#InternationalWitchesDay

I really enjoyed The Witch. It’s the kind of horror movie that doesn’t go for jump-scares, but creeps under your skin and makes itself at home for days after you’ve seen it. But there’s one thing that bothers me about it.

There’s a lot to pick apart in this “New England folktale,” but one of the key components was Thomasin’s role in the family, and in the greater world. She attracts Caleb’s wandering gaze, her mother’s ire, her father’s goals of “bounding Thomasin out.” It’s possible to read The Witch‘s folktale as one that delivers Thomasin from the evil (or at least mistreatment) of her family to a happier life. The movie distinctly notes that Thomasin is budding into a woman, and while her family isn’t sure how to handle her the witches of the forest are. They see all she can be.

Screen Shot 2016-03-08 at 1.59.37 PMBut that’s only insofar as the movie allows us into her mindset. At the end when we see her make her choice to “live deliciously” as Black Phillip/the Devil offers her it’s bittersweet and triumphant: Her family has died around her (or whatever happened to the twins), the farm fallen to ruin, and she has no where to go where she won’t be punished for crimes she did not commit. And so she chooses witchcraft, and becomes more happy and free than we’ve ever seen her. It’s a happy ending, if the movie pivots itself around her.

While The Witch seems to take pride in not answering all our questions (sometimes justly so) it also leaves us unclear on where Thomasin’s headspace really is: As her brother’s adulthood starts to observe her own, as her mother takes out her anguish on her, as her father lets her take the fall—does she know? Does she care? As Angelica Basten wrote for Vague Visages “We watch many figures gaze upon Thomasin, but never are we privy to her gaze.” It’s a subtle shift in construction, but it’s something that, as Basten writes, might not be so foreign or extraneous to a female filmmaker.

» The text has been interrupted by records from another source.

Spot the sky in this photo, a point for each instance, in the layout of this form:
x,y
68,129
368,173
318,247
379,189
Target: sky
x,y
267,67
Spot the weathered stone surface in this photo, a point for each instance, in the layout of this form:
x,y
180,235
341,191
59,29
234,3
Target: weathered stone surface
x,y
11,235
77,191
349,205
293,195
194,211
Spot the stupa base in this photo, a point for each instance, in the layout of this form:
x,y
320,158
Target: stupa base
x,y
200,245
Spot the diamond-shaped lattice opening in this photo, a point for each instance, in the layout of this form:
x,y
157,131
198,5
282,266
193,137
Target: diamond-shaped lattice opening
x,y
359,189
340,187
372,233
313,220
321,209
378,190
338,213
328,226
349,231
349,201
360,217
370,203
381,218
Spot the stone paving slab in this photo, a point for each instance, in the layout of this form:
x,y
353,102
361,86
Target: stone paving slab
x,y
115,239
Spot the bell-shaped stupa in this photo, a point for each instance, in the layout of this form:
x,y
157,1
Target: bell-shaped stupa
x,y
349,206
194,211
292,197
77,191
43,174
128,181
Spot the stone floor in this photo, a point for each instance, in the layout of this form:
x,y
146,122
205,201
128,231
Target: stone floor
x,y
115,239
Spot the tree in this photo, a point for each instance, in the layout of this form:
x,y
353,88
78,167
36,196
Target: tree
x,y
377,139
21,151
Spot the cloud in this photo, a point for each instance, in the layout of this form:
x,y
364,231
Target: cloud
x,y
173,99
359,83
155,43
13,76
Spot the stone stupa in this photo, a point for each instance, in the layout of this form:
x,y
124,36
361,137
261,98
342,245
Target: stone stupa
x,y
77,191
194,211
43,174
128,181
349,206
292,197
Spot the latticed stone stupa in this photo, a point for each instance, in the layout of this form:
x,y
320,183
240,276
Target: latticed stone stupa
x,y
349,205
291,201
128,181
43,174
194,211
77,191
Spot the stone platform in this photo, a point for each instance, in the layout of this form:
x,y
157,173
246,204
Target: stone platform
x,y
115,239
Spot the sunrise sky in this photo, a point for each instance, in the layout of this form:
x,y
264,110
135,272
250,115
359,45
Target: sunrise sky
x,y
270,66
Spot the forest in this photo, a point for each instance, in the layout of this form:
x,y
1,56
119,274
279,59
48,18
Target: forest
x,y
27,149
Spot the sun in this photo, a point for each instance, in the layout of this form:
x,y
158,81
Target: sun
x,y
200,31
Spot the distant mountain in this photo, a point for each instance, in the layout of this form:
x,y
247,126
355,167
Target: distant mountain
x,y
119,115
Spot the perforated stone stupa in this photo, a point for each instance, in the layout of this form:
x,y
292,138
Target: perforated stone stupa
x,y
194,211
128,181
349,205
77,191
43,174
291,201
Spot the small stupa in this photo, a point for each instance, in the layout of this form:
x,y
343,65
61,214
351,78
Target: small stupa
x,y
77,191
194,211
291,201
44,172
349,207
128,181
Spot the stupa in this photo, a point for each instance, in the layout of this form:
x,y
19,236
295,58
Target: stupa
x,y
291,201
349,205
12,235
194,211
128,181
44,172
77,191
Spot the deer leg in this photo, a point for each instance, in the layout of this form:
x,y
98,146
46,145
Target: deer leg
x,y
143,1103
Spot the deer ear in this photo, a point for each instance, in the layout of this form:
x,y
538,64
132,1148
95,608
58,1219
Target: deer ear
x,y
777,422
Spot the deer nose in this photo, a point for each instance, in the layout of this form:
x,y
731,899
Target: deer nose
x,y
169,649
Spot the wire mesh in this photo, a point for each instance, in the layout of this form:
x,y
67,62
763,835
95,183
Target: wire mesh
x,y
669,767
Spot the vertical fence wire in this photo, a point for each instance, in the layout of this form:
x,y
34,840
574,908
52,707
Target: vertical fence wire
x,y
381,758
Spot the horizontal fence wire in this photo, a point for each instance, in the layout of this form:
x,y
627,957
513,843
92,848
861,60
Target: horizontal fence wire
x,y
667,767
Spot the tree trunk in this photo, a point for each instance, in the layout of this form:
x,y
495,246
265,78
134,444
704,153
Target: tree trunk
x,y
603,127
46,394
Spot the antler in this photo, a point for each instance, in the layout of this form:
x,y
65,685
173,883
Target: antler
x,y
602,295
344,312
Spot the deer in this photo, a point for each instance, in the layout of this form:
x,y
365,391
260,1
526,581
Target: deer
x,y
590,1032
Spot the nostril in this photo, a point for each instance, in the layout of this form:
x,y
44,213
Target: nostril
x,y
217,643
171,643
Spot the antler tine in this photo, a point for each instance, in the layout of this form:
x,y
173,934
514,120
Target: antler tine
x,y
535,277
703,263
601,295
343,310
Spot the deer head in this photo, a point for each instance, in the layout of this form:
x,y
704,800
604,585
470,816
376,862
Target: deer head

It’s the sort of thing that’s so unappreciated, almost always unnoticed. It wasn’t until yesterday’s #BitchFlicks chat, when they asked how film could change if schools emphasized women’s film history. More people would start to realize the singularity of our film narratives; how few stories are told from a woman’s gaze and how conditioned we are to see men’s as “normal.”

It’s exciting to see a woman throw off the shackles of “the norm” and accept the freedom offered her, even if that comes in dark, mysterious ways. The Witch is a great example of that. I just really hope that was intentional.